Use the Same Manners You Would Use with Strangers

At the end of the day, you do not really know the people you are interacting with online. You should remember to use the same manners you would use when you meet people in public. The internet is full of strangers—regardless of liking the same thing, exercise the same amount of caution online as you would use offline.

Spread Love Whenever Possible

With massive fanbases, there is always going to be conflict. However, anytime there is one conflict, there will be three times more love thrown around as well. There are so many things you can do to show love: like and retweet, leave emojis, hype selca days, and even support fanart and projects. We are all part of the same fan family, and supporting each other while supporting our favorite groups should be the main goal.

Outside the Fanbase: Non-Fans, The Media, and Other Fanbases

This is the one thing a lot of fans tend to forget. As K-Pop fans, we represent our beloved artists just as much as they themselves do. We want to remember to act in a way that would represent our favorites well.

Stick to the Topic

If the video or post is about one group, try to stick to that group—hype them up, admire the talent. Don’t drag another group into the conversation. It could cause a negative response to you, to other fans, and even to your favorite group. When in doubt, it's better just to leave an emoji or like than post a comment.

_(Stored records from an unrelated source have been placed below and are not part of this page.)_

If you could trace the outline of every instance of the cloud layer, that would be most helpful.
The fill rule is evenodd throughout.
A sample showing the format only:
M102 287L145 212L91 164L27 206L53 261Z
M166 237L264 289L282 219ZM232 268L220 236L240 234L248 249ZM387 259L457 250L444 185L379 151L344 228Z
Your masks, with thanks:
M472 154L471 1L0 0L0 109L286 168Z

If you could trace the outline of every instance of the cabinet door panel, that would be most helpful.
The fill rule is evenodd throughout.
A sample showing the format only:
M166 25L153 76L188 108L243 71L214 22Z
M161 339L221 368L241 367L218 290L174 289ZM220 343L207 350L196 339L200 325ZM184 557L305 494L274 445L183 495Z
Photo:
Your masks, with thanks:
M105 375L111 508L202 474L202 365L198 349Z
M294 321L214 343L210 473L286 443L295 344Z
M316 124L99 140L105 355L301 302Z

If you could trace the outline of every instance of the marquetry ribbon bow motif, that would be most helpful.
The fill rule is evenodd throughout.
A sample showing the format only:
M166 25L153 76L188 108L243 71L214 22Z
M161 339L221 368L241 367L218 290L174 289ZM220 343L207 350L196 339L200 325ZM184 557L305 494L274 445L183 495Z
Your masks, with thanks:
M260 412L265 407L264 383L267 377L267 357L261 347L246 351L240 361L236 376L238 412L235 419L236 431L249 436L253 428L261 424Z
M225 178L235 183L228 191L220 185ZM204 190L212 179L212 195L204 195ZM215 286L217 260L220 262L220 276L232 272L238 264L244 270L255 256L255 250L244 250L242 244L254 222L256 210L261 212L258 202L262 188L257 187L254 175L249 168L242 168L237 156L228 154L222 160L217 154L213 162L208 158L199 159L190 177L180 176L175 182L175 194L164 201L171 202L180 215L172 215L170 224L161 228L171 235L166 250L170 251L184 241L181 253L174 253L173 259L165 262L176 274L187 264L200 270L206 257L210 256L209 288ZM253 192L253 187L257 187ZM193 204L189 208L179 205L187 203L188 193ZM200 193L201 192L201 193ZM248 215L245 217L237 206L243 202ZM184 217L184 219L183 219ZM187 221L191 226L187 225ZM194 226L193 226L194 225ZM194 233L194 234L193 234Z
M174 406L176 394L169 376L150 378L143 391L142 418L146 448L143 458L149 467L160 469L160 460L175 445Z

Think Before You Press Send

Even offline, many people forget about thinking before they speak. Scrolling through Twitter, you might catch the phrase “maybe if they watched/stanned [this group] then [this event] wouldn’t have happened.” These types of statements can make a really bad impression. There are countless times where fans attach fancams and these phrases to events that had nothing to do with K-Pop or South Korea in general. Please avoid doing this at all. This can be taken the wrong way and can put a bad impression of K-Pop fans into non-fans’ minds. Always think how the person on the receiving end of the comment would feel. Another thing is harassing people who make a mistake; many media outlets who are being exposed to the K-Pop world often make mistakes when identifying groups or picking out things to talk about. Try to focus on educating them rather than harassing them. Educating them does not mean sending the same message repeatedly or using profanity or superlatives in the comment. If you ever second guess a comment, don’t send it.

Final Thoughts

Online and offline, when we declare our love for our favorite idol groups, we become a representative of them towards the rest of the world. We want to make sure we represent them well. Make sure to double check what you send and ask yourself “If my idol saw this, would they be proud of me?”